Interestingly, Terry used an extended slide stop from the Cylinder & Slide Shop. It’s hard chrome and falls naturally at-hand. Another nice touch is Terry’s shop-made mag-well extension they weld-in and fit. It’s nicely contoured and slick.
This was a unique experience, I’ll admit it. I know Terry well, and frankly, his strength is his ability to make a gun which runs at absolutely 100 percent, period. His engineering acumen is amazing, and his encyclopedic knowledge of guns and the 1911 in particular could literally fill textbooks. I wondered if it would all hold together for this distinctive project.
In short — it did.
After a bit of fussing with recoil springs, I found the feel of the gun did indeed — as Terry said it would — remain consistent across the calibers. The old adage of “Beware the man with one gun, as he likely knows how to shoot it” holds true. But in this case, it’s as if you have six guns which are, wonderfully, marvelously — the same gun.
The facts? Essentially, each caliber did indeed shoot around an inch. Depending upon the exact load, the spread tended to be from about 2.25″ to a bit less than 1″. The 9mm tended to like heavier bullets, like the 147-gr. variety, and the .40 S&W seemed to do well with lighter loads. The .45 ACP liked 230-gr. ball loads from Black Hills and Federal especially (can you say 1″ or better usually!), while the .357 SIG was only tested with Buffalo Bore 125-gr. Barnes load at 1,450 fps (the only load I had on-hand), delivering about 1.4″. These groups were all at 20 yards.
The .22 LR was “hampered” by what was essentially a stock Colt ACE unit. Never known for their match-grade accuracy, it tended to give groups of around 2″ to 21/2″ but ran fine and was fun to shoot. I’ll bet Terry could build you a really accurate custom conversion unit if you needed one, perhaps on a Marvel .22 unit.

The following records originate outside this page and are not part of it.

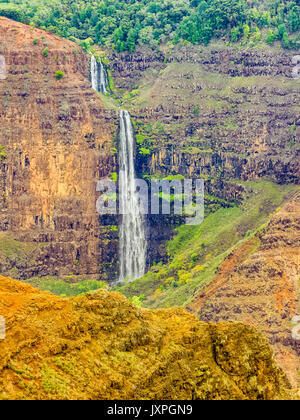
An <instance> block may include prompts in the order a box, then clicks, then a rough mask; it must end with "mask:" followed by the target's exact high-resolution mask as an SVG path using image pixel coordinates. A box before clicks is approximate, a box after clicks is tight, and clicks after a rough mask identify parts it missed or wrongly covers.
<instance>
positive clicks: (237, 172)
mask: <svg viewBox="0 0 300 420" xmlns="http://www.w3.org/2000/svg"><path fill="white" fill-rule="evenodd" d="M296 54H297V52H296V51H295V52H293V51H288V52H287V51H282V50H279V49H276V48H269V47H266V48H265V49H264V50H261V49H259V48H256V49H255V48H254V49H252V48H247V47H246V48H238V47H235V48H234V47H225V46H224V45H222V44H216V45H214V46H213V45H212V46H209V47H207V48H204V47H199V46H198V47H196V46H192V45H188V46H186V47H184V46H183V47H176V48H174V46H173V47H172V46H170V47H169V49H168V48H167V47H166V48H165V49H162V51H160V52H153V51H149V50H147V49H145V48H144V49H140V50H139V51H137V52H136V53H134V54H128V53H122V54H120V55H118V56H116V55H114V54H112V55H111V65H112V70H113V76H114V80H115V84H116V86H117V87H119V88H120V89H121V90H122V92H123V93H124V92H127V94H126V95H125V98H124V96H123V100H124V103H125V105H126V106H127V107H128V108H129V109H131V113H132V115H134V117H135V118H136V124H137V131H139V132H140V133H141V134H142V135H143V136H144V137H145V143H146V144H147V141H148V146H149V149H150V150H151V152H152V153H151V154H150V156H149V159H148V165H149V167H150V171H151V173H152V174H163V175H166V174H167V175H168V174H170V173H173V174H177V173H181V174H182V175H184V176H186V177H199V176H201V177H205V178H206V183H207V188H208V189H214V191H215V193H216V192H218V194H219V195H223V196H225V195H227V198H228V199H230V198H235V197H236V192H235V189H234V187H232V188H229V187H228V186H225V188H224V185H223V183H222V182H221V183H220V181H223V182H224V181H229V180H230V179H236V178H238V179H242V180H250V179H257V178H261V177H263V176H269V177H270V178H271V179H273V180H274V181H276V182H279V183H288V182H298V181H299V176H300V167H299V161H300V159H299V85H300V80H295V79H293V78H292V70H293V67H294V65H293V64H292V58H293V56H294V55H296ZM144 165H145V164H144ZM143 167H145V166H143ZM212 179H213V180H214V181H215V183H216V184H217V186H218V188H216V186H214V187H212V186H211V180H212ZM218 184H219V185H218Z"/></svg>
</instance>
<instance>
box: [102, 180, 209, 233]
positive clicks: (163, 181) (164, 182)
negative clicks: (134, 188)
mask: <svg viewBox="0 0 300 420" xmlns="http://www.w3.org/2000/svg"><path fill="white" fill-rule="evenodd" d="M119 178H122V174H121V176H119ZM123 179H124V178H123ZM135 185H136V190H135V194H136V197H137V200H136V202H137V203H138V206H139V212H140V214H142V215H148V214H151V215H159V214H162V215H171V214H173V215H181V216H185V217H186V224H187V225H199V224H201V223H202V222H203V220H204V180H203V179H195V180H192V179H175V180H172V181H170V180H168V179H162V180H158V179H152V180H151V182H150V183H149V184H148V183H147V182H146V181H145V180H144V179H136V180H135ZM118 187H120V185H118V183H117V182H115V181H112V180H111V179H102V180H100V181H98V182H97V188H96V190H97V192H99V193H100V197H99V198H98V200H97V203H96V208H97V212H98V213H99V214H101V215H107V214H110V215H117V214H122V215H123V214H128V213H129V212H130V206H127V205H125V202H126V200H128V196H127V194H126V192H125V193H122V191H120V190H121V188H118ZM118 191H119V192H118Z"/></svg>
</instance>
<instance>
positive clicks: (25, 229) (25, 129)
mask: <svg viewBox="0 0 300 420" xmlns="http://www.w3.org/2000/svg"><path fill="white" fill-rule="evenodd" d="M0 55H1V56H2V57H4V60H5V66H6V77H5V78H3V80H0V127H1V129H0V146H3V147H4V149H3V151H2V158H0V189H1V190H0V204H1V206H0V271H1V272H2V273H10V274H12V273H13V274H14V275H15V276H16V277H17V278H21V279H25V278H29V277H33V276H35V275H39V276H42V275H58V276H63V275H70V274H73V275H81V274H82V275H83V274H84V275H90V276H92V277H95V278H98V277H99V275H100V277H101V278H106V275H105V272H106V273H112V272H114V271H115V270H116V269H115V268H113V264H111V263H112V262H113V259H114V258H115V257H116V256H117V233H115V232H111V229H110V227H107V226H105V223H103V221H101V220H99V217H98V215H97V213H96V200H97V195H96V194H97V193H96V181H97V180H98V179H101V178H103V177H106V176H107V175H109V174H110V172H111V171H112V170H114V167H115V166H116V162H115V158H113V156H112V153H111V148H112V138H114V137H115V136H116V133H117V129H118V127H117V126H118V121H117V115H116V114H115V112H114V111H110V110H108V109H107V108H105V107H104V105H103V102H102V100H101V99H100V98H99V97H98V95H97V94H96V93H95V92H94V91H93V90H92V89H91V86H90V82H89V57H88V55H87V54H86V53H84V51H83V50H81V48H80V47H78V46H77V45H76V44H74V43H72V42H70V41H68V40H65V39H61V38H58V37H56V36H55V35H52V34H49V33H46V32H44V31H42V30H39V29H34V28H31V27H29V26H25V25H22V24H19V23H17V22H13V21H10V20H7V19H5V18H0ZM57 71H59V72H63V73H64V77H62V78H61V79H59V74H58V75H57ZM108 244H109V246H108ZM102 263H103V264H102ZM100 266H101V267H100ZM100 270H102V272H100Z"/></svg>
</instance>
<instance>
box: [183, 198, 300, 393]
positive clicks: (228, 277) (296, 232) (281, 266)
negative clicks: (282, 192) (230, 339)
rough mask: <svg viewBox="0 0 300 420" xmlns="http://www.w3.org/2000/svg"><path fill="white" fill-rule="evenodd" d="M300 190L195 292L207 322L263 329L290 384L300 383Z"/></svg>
mask: <svg viewBox="0 0 300 420" xmlns="http://www.w3.org/2000/svg"><path fill="white" fill-rule="evenodd" d="M299 278H300V193H296V194H295V195H294V196H293V197H291V198H290V200H289V201H288V203H287V204H286V205H285V206H284V207H283V208H282V209H280V210H279V211H278V212H277V213H276V214H275V215H274V216H273V218H272V219H271V221H270V223H269V224H268V226H266V227H265V229H264V230H263V231H261V232H260V233H259V234H258V235H256V237H254V238H252V239H250V240H248V241H247V242H245V243H244V244H243V245H242V246H240V247H238V248H237V249H236V250H235V251H234V252H232V253H231V254H230V255H229V256H228V258H227V259H226V260H225V261H224V263H223V264H222V265H221V267H220V268H219V272H218V274H217V276H216V278H215V279H214V281H213V282H212V283H211V284H210V285H209V286H208V287H206V288H204V289H203V288H202V289H201V288H200V289H199V290H196V291H195V293H194V295H195V296H194V298H193V300H192V302H191V303H190V304H189V305H188V309H189V311H191V312H193V313H197V314H198V315H199V317H200V318H201V319H202V320H204V321H209V322H221V321H226V322H228V321H239V322H244V323H245V324H250V325H252V326H255V327H256V328H258V329H259V330H260V331H261V332H262V333H263V334H264V335H265V336H266V337H268V339H269V342H270V344H271V345H272V347H273V349H274V352H275V357H276V359H277V361H278V362H279V363H280V364H281V366H282V368H283V369H284V371H285V372H286V373H287V374H288V376H289V379H290V381H291V383H292V384H293V385H294V386H295V387H296V386H297V385H299V369H300V343H299V340H296V339H295V338H294V337H293V334H292V330H293V328H294V327H295V326H296V323H295V324H293V323H292V320H293V318H294V317H295V316H299V315H300V287H299Z"/></svg>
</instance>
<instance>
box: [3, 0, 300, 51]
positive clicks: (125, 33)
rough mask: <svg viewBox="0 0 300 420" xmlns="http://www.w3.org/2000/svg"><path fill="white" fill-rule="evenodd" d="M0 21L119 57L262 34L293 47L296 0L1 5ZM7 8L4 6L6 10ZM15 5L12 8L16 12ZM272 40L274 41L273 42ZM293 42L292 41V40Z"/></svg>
mask: <svg viewBox="0 0 300 420" xmlns="http://www.w3.org/2000/svg"><path fill="white" fill-rule="evenodd" d="M0 1H1V0H0ZM2 3H4V4H2V5H1V8H0V15H1V14H2V15H5V16H8V17H11V18H12V19H16V20H20V21H28V22H32V23H34V24H36V25H37V26H39V27H43V28H45V29H47V30H49V31H52V32H54V33H56V34H57V35H60V36H65V37H68V38H71V39H73V40H78V41H80V42H81V43H82V45H83V46H84V47H86V48H88V47H89V46H90V45H91V44H92V43H94V42H95V43H97V44H101V45H106V46H110V47H113V48H115V49H116V50H118V51H123V50H131V51H133V50H134V48H135V46H136V45H137V44H148V45H151V46H157V45H159V44H160V43H163V42H165V41H172V42H174V43H177V42H180V41H189V42H192V43H195V44H198V43H200V44H208V43H209V41H210V40H211V39H212V38H218V37H221V36H226V37H227V40H229V41H232V42H237V41H239V40H241V41H242V42H247V41H250V40H252V41H253V39H255V38H257V37H260V30H261V29H262V28H264V27H265V28H269V29H272V34H273V35H272V36H271V34H270V32H269V33H268V36H267V39H266V42H268V43H272V42H274V41H275V40H281V42H282V45H283V46H284V47H286V48H294V47H295V46H296V43H297V39H296V40H295V39H294V38H295V37H293V38H291V37H289V33H290V34H291V33H296V32H298V31H299V30H300V6H299V0H266V1H265V2H262V1H259V0H253V1H246V0H162V1H157V0H94V1H92V0H81V1H78V0H5V1H2ZM8 3H9V4H8ZM16 5H17V7H16ZM273 37H274V39H273ZM296 38H297V37H296Z"/></svg>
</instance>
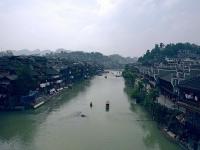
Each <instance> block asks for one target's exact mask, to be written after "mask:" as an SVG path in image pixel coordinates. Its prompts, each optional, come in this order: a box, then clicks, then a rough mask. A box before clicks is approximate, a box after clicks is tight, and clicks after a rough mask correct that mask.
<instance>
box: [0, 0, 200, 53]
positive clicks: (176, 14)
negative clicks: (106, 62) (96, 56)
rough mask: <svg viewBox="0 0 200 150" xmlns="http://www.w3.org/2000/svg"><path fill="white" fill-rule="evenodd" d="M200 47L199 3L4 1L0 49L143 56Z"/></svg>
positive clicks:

Terry said the toughest thing was fitting the barrels. “It was tough to get six barrels to lock-up right to the same frame!” he said laughing. “But we won, in spite of the fact it took a few extra barrels!”

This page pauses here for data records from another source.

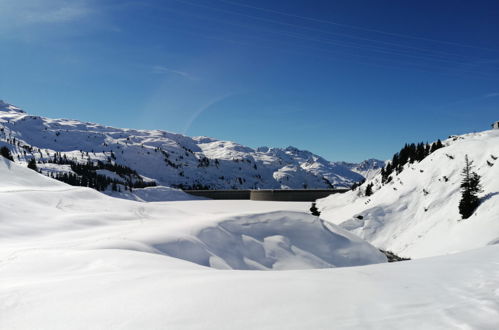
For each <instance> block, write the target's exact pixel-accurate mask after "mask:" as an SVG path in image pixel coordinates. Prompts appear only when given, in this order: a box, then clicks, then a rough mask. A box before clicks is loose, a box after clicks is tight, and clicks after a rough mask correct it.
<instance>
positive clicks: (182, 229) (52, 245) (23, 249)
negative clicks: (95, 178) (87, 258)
mask: <svg viewBox="0 0 499 330" xmlns="http://www.w3.org/2000/svg"><path fill="white" fill-rule="evenodd" d="M0 173H1V174H0V180H1V181H2V182H1V183H0V192H5V193H7V194H2V196H1V198H2V205H3V206H4V207H3V208H2V210H0V217H1V219H2V220H1V221H0V233H1V235H2V236H4V237H5V240H6V241H11V242H12V241H14V242H15V246H17V248H15V249H14V251H17V250H18V249H19V247H18V245H21V246H22V249H23V250H25V249H28V250H29V249H33V248H34V247H33V246H32V245H31V244H34V246H36V248H37V249H41V248H49V249H60V246H61V245H62V246H65V247H67V246H68V244H69V246H71V247H72V249H78V248H84V249H125V250H136V251H143V252H148V253H156V254H161V255H167V256H172V257H176V258H179V259H183V260H188V261H191V262H194V263H197V264H200V265H203V266H207V267H213V268H224V269H260V270H263V269H265V270H276V269H281V270H282V269H310V268H327V267H345V266H355V265H365V264H371V263H380V262H386V258H385V256H384V255H383V254H382V253H380V252H379V251H378V250H377V249H376V248H374V247H373V246H371V245H369V244H368V243H366V242H364V241H362V240H360V239H358V238H357V237H355V236H353V235H351V234H349V233H348V232H346V231H344V230H342V229H340V228H338V227H337V226H335V225H329V224H324V223H323V221H322V220H320V219H319V218H317V217H314V216H312V215H309V214H306V213H304V212H303V209H304V208H305V209H306V207H307V206H308V205H307V203H297V204H286V203H262V204H261V206H259V205H258V202H251V201H234V202H233V203H229V202H218V203H216V202H213V201H209V200H204V201H203V200H200V201H197V202H193V201H191V202H188V201H187V202H184V203H182V202H175V203H145V204H144V203H136V202H132V201H126V200H122V199H114V198H111V197H108V196H106V195H103V194H101V193H98V192H96V191H94V190H91V189H88V188H79V187H71V186H68V185H65V184H62V183H60V182H58V181H55V180H52V179H49V178H47V177H44V176H42V175H40V174H38V173H36V172H35V171H32V170H29V169H26V168H24V167H21V166H19V165H17V164H15V163H12V162H10V161H8V160H5V159H3V158H2V159H1V160H0ZM2 179H3V180H2ZM152 190H154V188H153V189H152ZM231 205H232V207H231ZM257 205H258V206H257ZM210 207H211V208H210ZM20 208H21V209H20ZM297 210H299V211H297ZM28 237H29V239H28ZM54 237H57V239H55V238H54ZM9 250H10V249H9V247H5V248H4V249H2V253H7V255H9V254H10V253H12V252H6V251H9ZM14 253H15V252H14Z"/></svg>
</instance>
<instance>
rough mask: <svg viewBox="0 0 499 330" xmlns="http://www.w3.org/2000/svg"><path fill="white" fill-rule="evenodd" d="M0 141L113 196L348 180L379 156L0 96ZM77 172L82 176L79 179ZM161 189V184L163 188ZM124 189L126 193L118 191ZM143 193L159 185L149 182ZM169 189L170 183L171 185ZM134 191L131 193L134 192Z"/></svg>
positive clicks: (19, 157) (300, 186)
mask: <svg viewBox="0 0 499 330" xmlns="http://www.w3.org/2000/svg"><path fill="white" fill-rule="evenodd" d="M0 144H1V145H7V146H8V147H9V149H11V151H12V154H13V156H14V159H15V161H16V162H18V163H21V164H27V163H28V162H29V161H30V160H31V159H33V158H34V159H35V160H36V162H37V167H38V169H39V170H40V171H41V172H42V173H43V174H45V175H50V176H52V177H55V178H57V179H59V180H63V181H65V182H67V183H70V184H78V185H85V186H90V187H93V188H96V189H98V190H101V191H105V192H106V193H108V194H113V195H116V196H119V197H127V198H132V197H130V195H131V194H130V188H132V189H137V188H140V189H142V188H146V187H154V186H165V187H172V188H193V189H200V188H201V189H288V188H290V189H303V188H331V187H332V186H334V187H336V188H341V187H350V186H351V185H352V184H353V183H355V182H358V181H361V180H363V179H364V175H367V173H370V172H372V171H378V170H379V168H380V164H382V162H380V161H370V162H367V163H362V164H346V163H340V162H337V163H335V162H330V161H327V160H325V159H324V158H322V157H320V156H317V155H314V154H313V153H311V152H308V151H303V150H299V149H296V148H293V147H288V148H285V149H279V148H268V147H261V148H257V149H252V148H249V147H245V146H242V145H239V144H237V143H234V142H230V141H220V140H216V139H213V138H208V137H194V138H191V137H188V136H184V135H181V134H174V133H169V132H165V131H159V130H134V129H120V128H113V127H107V126H102V125H98V124H94V123H85V122H80V121H77V120H68V119H49V118H44V117H38V116H31V115H29V114H27V113H26V112H24V111H23V110H21V109H19V108H17V107H15V106H13V105H10V104H7V103H5V102H3V101H0ZM82 180H85V181H84V182H83V183H82ZM166 189H167V190H168V188H166ZM125 190H126V191H128V193H125ZM148 190H149V192H148V193H143V194H141V196H142V197H144V196H146V197H144V198H145V200H151V199H148V197H147V196H152V197H151V198H152V200H161V199H162V194H163V191H164V189H163V188H161V189H157V188H155V189H154V188H148ZM170 191H171V190H170ZM133 195H134V196H135V198H136V199H138V200H141V199H142V198H139V197H137V196H138V194H133Z"/></svg>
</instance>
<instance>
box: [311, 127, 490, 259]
mask: <svg viewBox="0 0 499 330" xmlns="http://www.w3.org/2000/svg"><path fill="white" fill-rule="evenodd" d="M443 145H444V147H443V148H441V149H438V150H436V151H434V152H433V153H431V154H430V155H428V156H426V158H424V159H423V160H422V161H420V162H414V163H412V164H411V163H408V164H406V165H405V166H404V167H403V170H402V171H400V173H398V174H397V173H396V172H394V173H392V174H391V177H392V178H391V181H390V182H388V183H384V184H382V183H381V181H382V180H381V175H380V174H378V175H376V176H375V177H374V178H373V179H372V180H370V181H368V182H366V183H364V184H363V185H362V186H361V187H360V188H359V189H357V190H356V191H351V192H348V193H345V194H342V195H335V196H332V197H328V198H325V199H322V200H319V201H318V206H319V209H321V211H322V214H321V217H322V218H324V219H326V220H328V221H329V222H331V223H335V224H338V225H340V226H341V227H342V228H345V229H348V230H349V231H351V232H353V233H355V234H356V235H358V236H360V237H362V238H364V239H366V240H367V241H369V242H370V243H371V244H373V245H375V246H376V247H379V248H382V249H386V250H392V251H393V252H395V253H397V254H399V255H402V256H407V257H412V258H414V257H425V256H433V255H440V254H447V253H454V252H458V251H464V250H469V249H473V248H478V247H482V246H485V245H487V244H494V243H497V242H499V207H498V206H499V160H498V157H499V130H490V131H484V132H479V133H472V134H465V135H462V136H453V137H451V138H449V139H447V140H446V141H443ZM465 155H468V157H469V158H470V160H472V161H473V162H474V166H475V167H474V170H475V171H476V172H477V173H478V174H479V175H480V176H481V178H482V179H481V183H482V186H483V192H482V193H481V195H480V197H481V205H480V207H479V208H478V209H477V210H476V211H475V213H474V214H473V215H472V216H471V217H470V218H469V219H466V220H461V216H460V214H459V211H458V205H459V201H460V198H461V193H460V183H461V180H462V177H461V172H462V169H463V167H464V164H465V163H464V159H465ZM371 183H372V184H373V191H374V193H373V195H372V196H369V197H366V196H364V195H365V189H366V187H367V185H368V184H371Z"/></svg>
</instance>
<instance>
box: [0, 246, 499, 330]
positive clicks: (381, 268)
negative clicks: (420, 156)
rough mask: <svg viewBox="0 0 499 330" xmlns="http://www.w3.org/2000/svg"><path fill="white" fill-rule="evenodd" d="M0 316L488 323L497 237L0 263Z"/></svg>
mask: <svg viewBox="0 0 499 330" xmlns="http://www.w3.org/2000/svg"><path fill="white" fill-rule="evenodd" d="M0 267H1V268H0V269H1V271H0V296H1V297H2V299H1V300H0V320H1V323H0V328H2V329H9V330H17V329H23V330H24V329H40V330H45V329H47V330H48V329H50V330H57V329H61V330H62V329H68V327H70V328H71V329H204V330H211V329H213V330H221V329H255V330H257V329H258V330H259V329H286V330H290V329H379V330H385V329H491V330H492V329H496V328H497V324H499V312H498V311H499V298H498V290H497V288H498V287H499V246H498V245H495V246H490V247H487V248H482V249H480V250H474V251H469V252H466V253H460V254H456V255H452V256H445V257H436V258H428V259H421V260H414V261H408V262H398V263H392V264H379V265H371V266H363V267H346V268H335V269H323V270H299V271H276V272H259V271H216V270H210V269H207V268H202V267H201V266H197V265H194V264H190V263H187V262H182V261H181V260H178V259H174V258H169V257H163V256H159V255H155V254H149V253H141V252H134V251H123V250H112V249H109V250H85V251H79V250H70V249H53V250H39V249H31V250H25V251H22V252H19V253H17V254H16V255H14V256H12V257H11V258H10V259H9V260H8V261H5V262H3V263H2V264H0Z"/></svg>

All-in-all, this gun set is accurate enough to use to test the accuracy potential of ammo. It was honestly that good. It took a few spring changes to get things to run right at times, but once dialed in, it ran like an atomic clock.

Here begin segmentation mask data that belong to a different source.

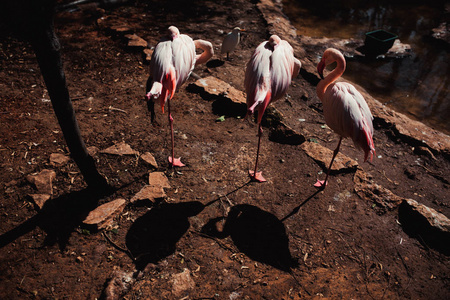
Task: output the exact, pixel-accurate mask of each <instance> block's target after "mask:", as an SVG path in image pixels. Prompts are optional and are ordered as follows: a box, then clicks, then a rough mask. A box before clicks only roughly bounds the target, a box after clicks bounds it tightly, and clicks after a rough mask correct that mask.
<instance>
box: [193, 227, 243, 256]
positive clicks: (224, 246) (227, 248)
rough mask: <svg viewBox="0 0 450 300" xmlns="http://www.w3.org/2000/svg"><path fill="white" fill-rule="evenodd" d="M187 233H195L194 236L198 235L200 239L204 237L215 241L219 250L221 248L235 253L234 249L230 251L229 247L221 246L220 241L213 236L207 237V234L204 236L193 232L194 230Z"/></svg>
mask: <svg viewBox="0 0 450 300" xmlns="http://www.w3.org/2000/svg"><path fill="white" fill-rule="evenodd" d="M189 232H191V233H195V234H197V235H199V236H201V237H205V238H208V239H211V240H213V241H215V242H216V243H217V244H218V245H219V246H220V247H221V248H223V249H225V250H228V251H230V252H233V253H235V252H236V251H235V250H234V249H232V248H231V247H228V246H227V245H225V244H223V243H222V242H221V241H219V239H218V238H216V237H214V236H210V235H207V234H205V233H203V232H199V231H194V230H189Z"/></svg>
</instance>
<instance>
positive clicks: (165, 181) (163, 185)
mask: <svg viewBox="0 0 450 300" xmlns="http://www.w3.org/2000/svg"><path fill="white" fill-rule="evenodd" d="M148 184H149V185H151V186H160V187H163V188H170V183H169V179H167V177H166V175H165V174H164V173H163V172H152V173H150V174H148Z"/></svg>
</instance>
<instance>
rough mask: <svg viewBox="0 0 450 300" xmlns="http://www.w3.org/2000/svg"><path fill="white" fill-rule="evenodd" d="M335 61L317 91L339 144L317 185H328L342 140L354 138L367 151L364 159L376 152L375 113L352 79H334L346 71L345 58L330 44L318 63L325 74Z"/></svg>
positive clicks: (325, 117)
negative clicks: (321, 178) (321, 179)
mask: <svg viewBox="0 0 450 300" xmlns="http://www.w3.org/2000/svg"><path fill="white" fill-rule="evenodd" d="M333 62H337V66H336V68H335V69H334V70H333V71H332V72H331V73H330V74H328V76H327V77H326V78H324V79H322V80H321V81H320V82H319V84H318V85H317V95H318V97H319V99H320V100H321V101H322V104H323V114H324V118H325V122H326V123H327V125H328V127H330V128H331V129H332V130H333V131H334V132H336V133H337V134H338V135H339V136H340V140H339V143H338V146H337V148H336V149H335V150H334V153H333V158H332V159H331V163H330V167H329V168H328V172H327V176H326V178H325V180H324V181H318V182H317V183H316V184H315V186H316V187H322V188H325V186H326V184H327V179H328V175H329V173H330V170H331V166H332V164H333V161H334V158H335V157H336V155H337V153H338V152H339V147H340V144H341V140H342V139H343V138H347V137H349V138H351V139H352V140H353V143H354V144H355V146H356V148H359V149H362V150H363V151H364V161H367V159H368V157H369V155H370V160H372V158H373V154H374V153H375V147H374V144H373V124H372V120H373V116H372V113H371V112H370V109H369V106H368V105H367V103H366V101H365V100H364V97H363V96H362V95H361V93H360V92H358V90H357V89H356V88H355V87H354V86H353V85H352V84H350V83H347V82H335V81H336V80H337V79H338V78H339V77H340V76H341V75H342V74H343V73H344V71H345V65H346V64H345V58H344V56H343V55H342V53H341V52H339V51H338V50H336V49H333V48H329V49H327V50H325V52H324V54H323V56H322V60H321V61H320V62H319V64H318V66H317V70H318V72H319V74H320V76H321V77H322V78H323V70H324V69H325V67H326V66H327V65H329V64H331V63H333Z"/></svg>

It is, at every level, an elegant solution to what might not have been known to be an issue before this kit found the light of day. In the past, “I have a .22, 9mm, .38 Super, .357 SIG, .40 and .45” meant you had six entirely different guns. Not only a significant investment in hard cash, but a significant investment in time and ammo as you learned to shoot each one.
Now, you learn to shoot one gun, and “then a miracle happens” — and you have six guns you shoot equally well.
A full build on a Caspian frame and slide is about $4,999 for one caliber. Each additional caliber to fit that slide is about $500. Any additional slides/barrels would run about $1,200 and if he did the base build for one caliber on a customer’s gun, it would start at about $3,995. Keep in mind this is a true custom gun, so these numbers are rough estimates and it all depends upon what you want in your own dream gun.
And that’s what it is, you know — a dream gun set.